Эта чертова животина, казалось, собралась со всего села на наше убожество и несколько лет без умолку пиликала на своих трещотках, а по ночам ордой рыскала везде и всюду. От нее мы прятали хлеб на чердаке, а люди нам советовали пойти к одному колдуну, который умел выводить всякую нечисть.
Скоро отец стянулся на старую коровенку, которую поставил в загородке возле хаты. Просыпаясь ночью, я часто слышал за стеной глубокие и печальные вздохи, сначала пугался, а потом снова спокойно засыпал. Но недолго побыла у нас коровенка. Когда я окончил сельскую четырехлетку, отец решил отдать меня в науку к глухому и бешеному сапожнику, который умел не только переводить кожу, но и знал, как переводить красоту и здоровье своей большеглазой и покорной, как богоматерь, жены. Швец был уверен: если муж жену не бьет, у нее утроба гниет.

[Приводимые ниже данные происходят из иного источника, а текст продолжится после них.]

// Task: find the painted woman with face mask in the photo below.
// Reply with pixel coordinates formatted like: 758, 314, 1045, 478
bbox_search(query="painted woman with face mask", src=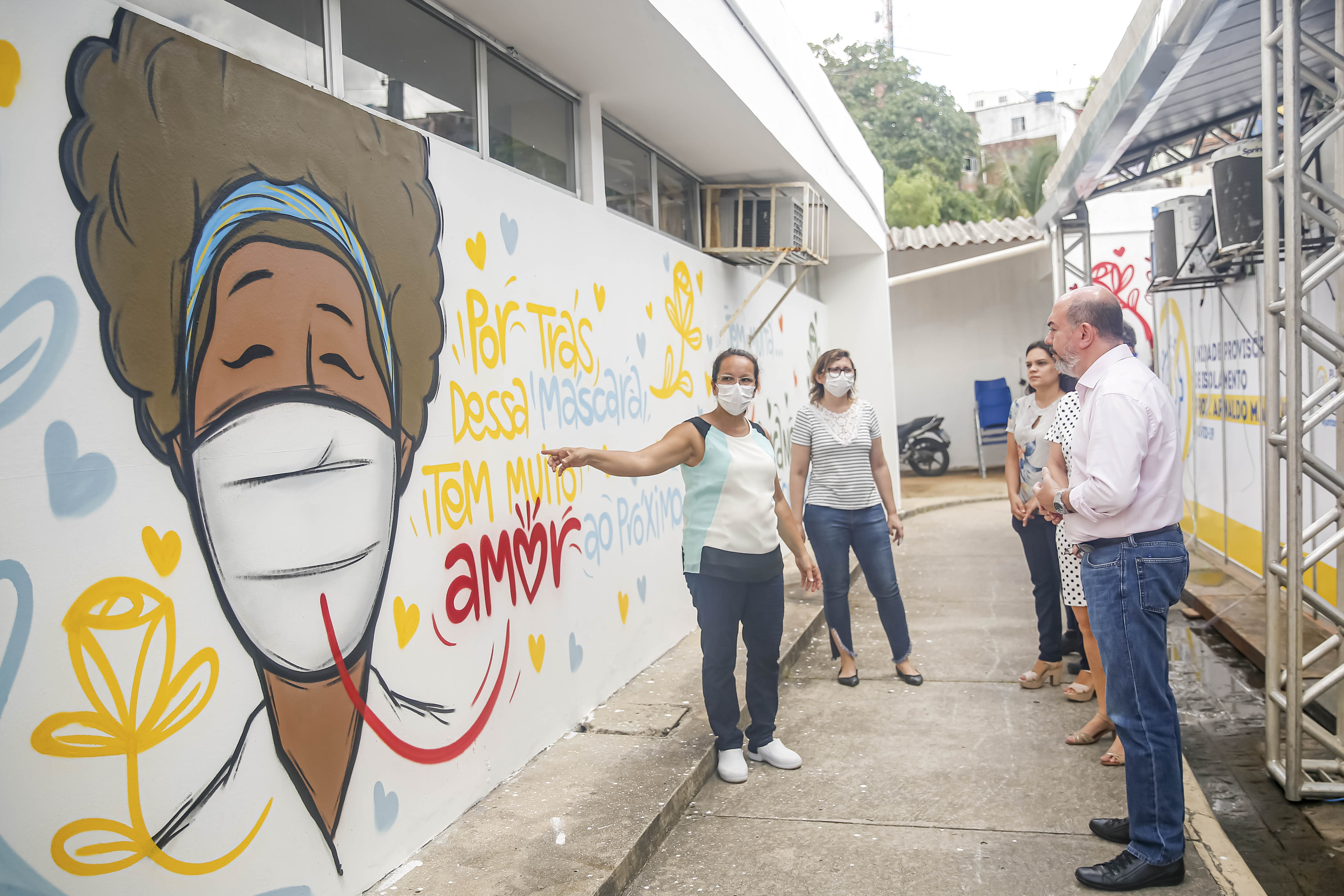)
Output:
789, 348, 923, 688
543, 348, 821, 783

Моя мать стеной встала между мной и ремеслом сапожника. Она умоляла, ругалась, плакала, ночами не спала и отцу не давала спать, настаивая, чтобы он отдал меня учиться дальше – в школу крестьянской молодежи, которая была в двадцати верстах от нашего села.
– Если бы ты была немного умнее, то я бы тебя недоумком назвал, а теперь уж не знаю и как! – сердился отец. – Из каких доходов я его учить буду, когда такая нищета нас обсела? Если бы можно было руки отдать в залог, отдал бы до последнего пальца, а сам пошел бы по ярмаркам за нищенским хлебом.